Despite the unrelenting feeling of acceleration, a strong case could be made for culture moving at a much slower pace today than thirty years ago. The sheer quantity and speed at which content is produced in contemporary life leads to a static zeitgeist. Singular artefacts and symbols take time to reach a level of popularity that could be called “resonance” with a wider public. For all our immediate, ground level encounters with the endless and increasingly incomprehensible churn of the “new”, the bird’s-eye view remains largely unchanged for periods of five or ten years at a time. For that reason, it’s easy to forget just how short-lived apex genres of the past actually were.

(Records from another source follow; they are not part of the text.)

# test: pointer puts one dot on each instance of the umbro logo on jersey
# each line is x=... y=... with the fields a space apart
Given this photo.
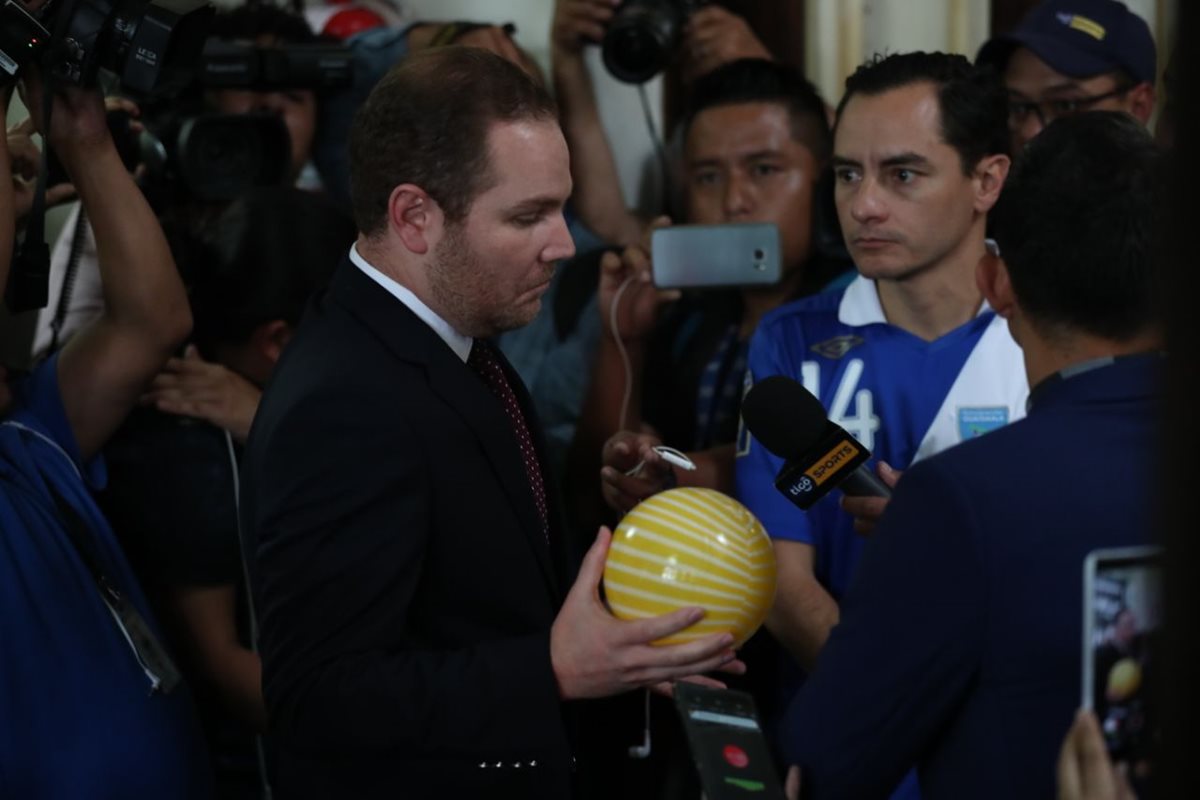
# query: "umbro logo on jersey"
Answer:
x=837 y=347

Take thrash metal as an example. Although it is still alive and *not* well today, its heyday as the pinnacle of what metal had to offer was surprisingly short lived. Lasting from about 1983 to 1989 when Morbid Angel changed the game by releasing ‘Altars of Madness’. Any brief sample of music taken from that period will demonstrate dramatic shifts in style and technique from year to year. We witness a steap transition in metal, from naïve lust for life in the late 1970s and early 80s, to world-weary maturity that marked late Cold War culture just a few short years later. Take an equivalent look at a six year span more recently, say 2016 to 2022. Despite the enormous variety and volume of output – and the equally dramatic context of social and political upheaval – and the same clear evolution simply cannot be traced.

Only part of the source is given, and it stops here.